Categories: Sobriety

Arizona Treatment Ethics Update: Better, Worse or the Same?

By Jim Kreitler, MS
Last year I wrote an article for this publication entitled “Are Arizona Addicts for Sale?” focusing on existing ethical issues in the field, in particular patient brokering. Now, 12 months later, are things better, worse or just the same?
Although a case could be made things have improved, Arizona is not nearly where it should be. If we look at the four areas of awareness, enforcement, current level of unethical activity, and the future of ethics in addiction treatment, it is clear that we are still in the process of solving this problem.

Awareness

We in Arizona have come a long way in recognizing these emerging ethical issues and dedicated professionals on all levels are getting involved in the discussion. The response to the ethics articles has been staggering. It has created vigorous, ongoing dialogue and a surprising number of people have reached out individually with offers to help, indicating that this issue is clearly not only my passion, but that of many others in the field.
In the past year, several Arizona Addiction Advocacy Coalition luncheons focusing on ethical issues, organized by Arizona professionals Melissa Thornburg and Peter Thomas, have been held and were well attended. Numerous invitation-only Facebook groups dedicated to ethics in addiction treatment have emerged and are sparking important conversations. I also had the pleasure of participating in a panel discussion on ethics hosted by Behavioral Healthcare Magazine.
On the national level, major associations like NAATP (The National Association of Addiction Treatment Providers, www.naatp.org) are on the cutting edge of discussion about what constitutes ethical treatment practices. These associations are moving beyond pledges to enforcement, but that only affects membership in the organization. Public awareness has increased, mainly from salacious news articles and stories.
The troubling practices in south Florida have been the subject of almost weekly reports by the Palm Beach Post. Several major networks have broadcast stories that educated the public, but also put the entire industry in a bad light.
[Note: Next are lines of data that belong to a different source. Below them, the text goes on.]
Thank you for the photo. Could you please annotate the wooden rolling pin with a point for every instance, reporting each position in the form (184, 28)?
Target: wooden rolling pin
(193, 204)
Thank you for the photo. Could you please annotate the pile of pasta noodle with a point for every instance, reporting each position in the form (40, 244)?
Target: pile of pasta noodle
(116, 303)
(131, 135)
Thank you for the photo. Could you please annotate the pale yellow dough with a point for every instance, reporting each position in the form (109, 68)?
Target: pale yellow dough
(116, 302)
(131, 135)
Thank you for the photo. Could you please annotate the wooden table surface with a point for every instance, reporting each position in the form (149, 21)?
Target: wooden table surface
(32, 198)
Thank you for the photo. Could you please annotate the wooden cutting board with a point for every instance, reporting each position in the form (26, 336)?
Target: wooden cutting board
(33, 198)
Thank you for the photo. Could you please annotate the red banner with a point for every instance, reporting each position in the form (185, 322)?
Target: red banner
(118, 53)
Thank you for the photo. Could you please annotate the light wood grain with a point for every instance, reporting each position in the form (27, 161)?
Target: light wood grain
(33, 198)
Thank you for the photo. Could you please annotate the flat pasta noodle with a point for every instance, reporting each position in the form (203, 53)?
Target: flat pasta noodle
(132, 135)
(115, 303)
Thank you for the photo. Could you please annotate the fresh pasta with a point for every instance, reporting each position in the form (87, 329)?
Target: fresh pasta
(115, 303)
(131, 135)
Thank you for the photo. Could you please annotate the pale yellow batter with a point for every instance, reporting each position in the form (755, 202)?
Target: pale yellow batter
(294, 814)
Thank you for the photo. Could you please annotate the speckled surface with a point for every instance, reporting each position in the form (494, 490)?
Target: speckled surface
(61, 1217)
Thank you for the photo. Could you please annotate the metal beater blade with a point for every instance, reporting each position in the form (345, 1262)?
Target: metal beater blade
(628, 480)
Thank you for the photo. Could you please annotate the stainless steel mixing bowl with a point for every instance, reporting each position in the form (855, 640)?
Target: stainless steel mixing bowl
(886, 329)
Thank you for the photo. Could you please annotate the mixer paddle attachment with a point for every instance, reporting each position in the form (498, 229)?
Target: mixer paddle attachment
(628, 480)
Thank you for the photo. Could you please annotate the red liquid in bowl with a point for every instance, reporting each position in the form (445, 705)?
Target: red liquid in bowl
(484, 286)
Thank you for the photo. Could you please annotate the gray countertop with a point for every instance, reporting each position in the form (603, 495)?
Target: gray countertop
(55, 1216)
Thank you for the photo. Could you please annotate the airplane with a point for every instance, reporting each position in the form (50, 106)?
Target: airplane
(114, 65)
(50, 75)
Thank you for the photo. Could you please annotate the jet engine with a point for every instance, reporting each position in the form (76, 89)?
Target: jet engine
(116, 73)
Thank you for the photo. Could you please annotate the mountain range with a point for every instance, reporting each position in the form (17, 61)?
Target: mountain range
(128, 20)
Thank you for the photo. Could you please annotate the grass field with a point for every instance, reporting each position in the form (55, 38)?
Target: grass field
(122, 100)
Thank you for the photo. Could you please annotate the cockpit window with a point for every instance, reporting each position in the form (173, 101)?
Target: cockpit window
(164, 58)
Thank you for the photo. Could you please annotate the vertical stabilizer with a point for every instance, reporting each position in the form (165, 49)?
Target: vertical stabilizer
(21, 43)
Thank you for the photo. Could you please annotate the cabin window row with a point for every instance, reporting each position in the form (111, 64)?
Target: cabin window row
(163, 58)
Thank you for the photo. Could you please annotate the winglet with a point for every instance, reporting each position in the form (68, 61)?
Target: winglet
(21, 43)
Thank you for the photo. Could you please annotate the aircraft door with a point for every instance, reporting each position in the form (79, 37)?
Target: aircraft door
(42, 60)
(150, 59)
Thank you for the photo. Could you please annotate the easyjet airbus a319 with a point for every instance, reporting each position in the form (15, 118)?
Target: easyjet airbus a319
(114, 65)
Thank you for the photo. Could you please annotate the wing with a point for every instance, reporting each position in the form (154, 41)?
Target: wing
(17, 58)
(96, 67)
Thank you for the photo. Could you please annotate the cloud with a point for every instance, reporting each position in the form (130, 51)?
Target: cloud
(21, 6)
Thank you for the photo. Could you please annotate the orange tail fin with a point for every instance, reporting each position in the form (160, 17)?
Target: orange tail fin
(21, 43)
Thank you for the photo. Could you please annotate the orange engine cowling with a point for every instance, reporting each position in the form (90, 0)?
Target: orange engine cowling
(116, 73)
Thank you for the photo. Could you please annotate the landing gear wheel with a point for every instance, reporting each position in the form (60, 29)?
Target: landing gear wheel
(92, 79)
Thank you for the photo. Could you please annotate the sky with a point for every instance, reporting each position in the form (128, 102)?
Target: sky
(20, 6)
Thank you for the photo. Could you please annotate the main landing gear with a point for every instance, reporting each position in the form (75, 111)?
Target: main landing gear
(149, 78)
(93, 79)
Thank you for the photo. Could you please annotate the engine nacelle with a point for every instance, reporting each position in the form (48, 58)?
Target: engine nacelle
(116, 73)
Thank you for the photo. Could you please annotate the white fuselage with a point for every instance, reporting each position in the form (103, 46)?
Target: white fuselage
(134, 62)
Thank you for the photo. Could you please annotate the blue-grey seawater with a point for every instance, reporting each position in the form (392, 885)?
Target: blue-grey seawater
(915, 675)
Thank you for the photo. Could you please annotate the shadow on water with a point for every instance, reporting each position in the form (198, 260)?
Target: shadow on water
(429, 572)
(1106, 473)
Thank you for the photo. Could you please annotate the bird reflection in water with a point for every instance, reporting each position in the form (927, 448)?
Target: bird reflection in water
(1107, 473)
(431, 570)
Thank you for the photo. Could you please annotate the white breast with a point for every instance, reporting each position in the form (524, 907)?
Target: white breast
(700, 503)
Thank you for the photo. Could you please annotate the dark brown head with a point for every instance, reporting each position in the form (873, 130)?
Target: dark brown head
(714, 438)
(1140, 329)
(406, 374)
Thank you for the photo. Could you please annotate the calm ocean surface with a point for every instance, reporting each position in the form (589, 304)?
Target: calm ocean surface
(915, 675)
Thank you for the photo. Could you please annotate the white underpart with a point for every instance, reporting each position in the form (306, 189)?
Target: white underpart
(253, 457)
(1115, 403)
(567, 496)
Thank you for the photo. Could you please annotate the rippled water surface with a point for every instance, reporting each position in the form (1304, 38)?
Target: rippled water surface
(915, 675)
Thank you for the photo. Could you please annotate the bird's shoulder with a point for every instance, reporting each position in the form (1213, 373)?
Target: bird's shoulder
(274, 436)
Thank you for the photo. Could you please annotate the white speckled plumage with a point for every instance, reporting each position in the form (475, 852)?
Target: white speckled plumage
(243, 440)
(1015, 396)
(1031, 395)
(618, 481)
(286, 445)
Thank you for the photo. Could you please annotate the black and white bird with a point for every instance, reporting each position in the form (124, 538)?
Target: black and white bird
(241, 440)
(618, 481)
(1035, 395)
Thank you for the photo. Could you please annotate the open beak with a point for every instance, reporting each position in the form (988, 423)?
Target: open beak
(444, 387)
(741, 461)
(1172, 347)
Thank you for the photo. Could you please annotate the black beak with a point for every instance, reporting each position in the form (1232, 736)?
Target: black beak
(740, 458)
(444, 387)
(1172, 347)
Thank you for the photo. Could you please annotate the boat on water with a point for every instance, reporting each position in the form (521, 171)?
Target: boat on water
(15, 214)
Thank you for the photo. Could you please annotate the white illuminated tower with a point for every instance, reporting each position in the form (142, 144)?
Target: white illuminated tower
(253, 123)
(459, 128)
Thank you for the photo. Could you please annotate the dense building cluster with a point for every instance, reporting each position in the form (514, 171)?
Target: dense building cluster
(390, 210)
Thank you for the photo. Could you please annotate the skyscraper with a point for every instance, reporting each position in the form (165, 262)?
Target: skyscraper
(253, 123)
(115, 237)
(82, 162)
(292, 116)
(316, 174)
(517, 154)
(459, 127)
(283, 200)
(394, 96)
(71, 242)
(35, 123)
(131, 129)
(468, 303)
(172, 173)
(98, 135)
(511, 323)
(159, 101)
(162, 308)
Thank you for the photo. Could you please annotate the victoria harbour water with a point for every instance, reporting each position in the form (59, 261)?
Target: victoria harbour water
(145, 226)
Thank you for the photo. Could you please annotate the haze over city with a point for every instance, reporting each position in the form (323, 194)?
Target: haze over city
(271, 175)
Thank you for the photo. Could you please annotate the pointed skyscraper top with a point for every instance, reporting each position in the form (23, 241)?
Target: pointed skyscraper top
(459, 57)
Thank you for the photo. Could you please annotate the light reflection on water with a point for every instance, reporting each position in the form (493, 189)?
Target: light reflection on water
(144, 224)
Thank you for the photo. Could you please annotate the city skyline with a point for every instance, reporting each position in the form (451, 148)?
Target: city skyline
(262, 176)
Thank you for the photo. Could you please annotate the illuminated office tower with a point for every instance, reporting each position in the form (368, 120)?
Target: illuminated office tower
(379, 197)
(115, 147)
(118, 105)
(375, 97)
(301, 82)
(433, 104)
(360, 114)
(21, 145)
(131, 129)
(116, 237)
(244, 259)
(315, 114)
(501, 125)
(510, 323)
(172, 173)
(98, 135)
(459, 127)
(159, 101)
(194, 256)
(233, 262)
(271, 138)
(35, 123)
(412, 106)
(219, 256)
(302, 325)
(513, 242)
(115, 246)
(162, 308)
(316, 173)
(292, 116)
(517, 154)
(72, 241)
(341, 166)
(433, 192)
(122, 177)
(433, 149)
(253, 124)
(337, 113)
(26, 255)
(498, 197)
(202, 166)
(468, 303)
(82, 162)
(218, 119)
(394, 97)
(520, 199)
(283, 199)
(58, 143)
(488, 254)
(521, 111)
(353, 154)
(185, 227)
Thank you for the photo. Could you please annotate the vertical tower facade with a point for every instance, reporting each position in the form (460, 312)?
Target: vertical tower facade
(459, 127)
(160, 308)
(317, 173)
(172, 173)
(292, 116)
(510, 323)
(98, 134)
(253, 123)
NBC’s Sunday Night with Megyn Kelly aired “How to Find a Good Drug Treatment Program and Avoid the Bad Ones.”
The show provided good information, and the video detailing the loss of life in Florida due to patient brokering and overdoses was heartbreaking.
The bottom line is that, on all levels, discussion and awareness have significantly increased.

Enforcement

There is wide discrepancy in the enforcement of ethical practices across the country. We know of Florida as a hotbed of unethical and fraudulent activity, but to the state’s credit, that is also where most of the arrests and enforcement have taken place, and also where the strongest legislation was passed barring these practices. Unfortunately some of those unsavory programs now seem to have moved to sunny Arizona, where legislation and enforcement are lax.
MyPalmBeachPost.com reports that as of June 15, 27 people had been arrested by the Palm Beach
County Sober Home Task Force for ethics violations. That includes Kenny Chatman, who was sentenced to 27 ½ years in prison in May for violations at Reflections Treatment Centers with charges including HealthCare fraud and money laundering. It seems as if there is an announcement weekly concerning new arrests in South Florida.
The FBI, which has been active in the Florida investigations, made a big splash in California by serving warrants to several programs operated by Sovereign Health. So far, no charges have been filed and Sovereign denies any illegal activity.
Jeff Sessions and the DOJ announced that they are filing charges related to health care fraud against 412 individuals working in the prescription and distribution of opiates, as well as a treatment program in Palm Beach.
In Arizona, there seems to be almost no enforcement with regard to patient brokering. Effective enforcement requires strong laws, a motivated legal system, and a dedicated government to intervene. As of yet, efforts at legislation have been stymied. According to Angie Geren of the advocacy program Addiction Haven:
“In Arizona’s 2017 Legislative season, HB2333 was introduced by Representative Campbell which would have banned patient brokering and made any offenses a felony. Unfortunately the bill was assigned to a committee chaired by Representative Farnsworth who was not in support of the bill and refused to hear it even upon the insisting of Maricopa County Attorney Bill Montgomery, Yavapai County Attorney Sheila Polk, and other high officials in government. While advocates were frustrated with the lack of progress this season it has not stopped them from continually educating legislators surrounding the need for a ban and that Representative Campbell will introduce this legislation again in 2018. Most recently 60 individuals and organizations signed onto a letter to Gov. Ducey and leaders asking for immediate action to ban patient brokering.”
On the hopeful side, an AZ state law was passed that grants cities the authority to regulate sober homes, which have been identified as part of the problem in Florida. Prescott is one city that took advantage of this new law. Since being enacted, the previously large concentration of sober homes in Prescott has been reduced by two thirds. But current efforts to increase regulation in Phoenix and Scottsdale are making well-run homes nervous, as this would reduce the availability of this critical component of the recovery process. Unfortunately, sometimes the pendulum swings too far the other way.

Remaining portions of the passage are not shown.